Auch soziale Konflikte begleiteten den Bau des Megaprojektes. So trafen Vertreter des brasilianischen Arbeitsministeriums bei ihren Kontrollen auf der Baustelle zweimal hintereinander auf Beschäftigte, die unter sklavenähnlichen Verhältnissen arbeiteten. Zudem wurden die Entschädigungsverhandlungen mit den Eigentümern der Grundstücke, die sich im Einzugsgebiet der Pipelinetrasse befanden, als intransparent kritisiert.
"Während der Verhandlungen über Entschädigungen wurden nicht bei allen Eigentümern dieselben Kriterien zugrundegelegt", meint Sozialwissenschaftlerin Denise Pereira de Castro von der katholischen Universität von Minas Gerais (PUC-Minas). "Familien aus bildungsfernen Schichten sind benachteiligt worden", lautet ihre Bilanz.
Kleinbauern werden benachteiligt
Besonders hart traf es kleinbäuerliche Betriebe. Denn die Sicherheitszone oberhalb der unterirdisch verlegten Pipeline, so die Forscherin, mache Viehzucht und Ackerbau unmöglich. "Es handelt sich um eine Art wirtschaftliche Vertreibung", erklärt Denise Pereira. "Die Leute werden zwar nicht umgesiedelt, aber sie können ihre Grundstücke nicht mehr landwirtschaftlich nutzen".

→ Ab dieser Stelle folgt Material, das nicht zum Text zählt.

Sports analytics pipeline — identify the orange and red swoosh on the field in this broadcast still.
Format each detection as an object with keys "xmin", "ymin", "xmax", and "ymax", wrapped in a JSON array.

Für den brasilianischen Bundesstaat Minas Gerais hat sich die größte Eisenerzpipeline der Welt bis jetzt als eine Art Konjunkturprogramm erwiesen. Ende 2013 beschäftigte Anglo American rund 20.000 Menschen in dem Projekt. Nach der Inbetriebnahme sollen es noch 5000 direkte und indirekte Arbeitsplätze sein. Nach unternehmensinternen Angaben investierte Anglo American zudem 150 Millionen Dollar in soziale Maßnahmen in den umliegenden Gemeinden. Weitere 50 Millionen Dollar flossen in Umweltprojekte.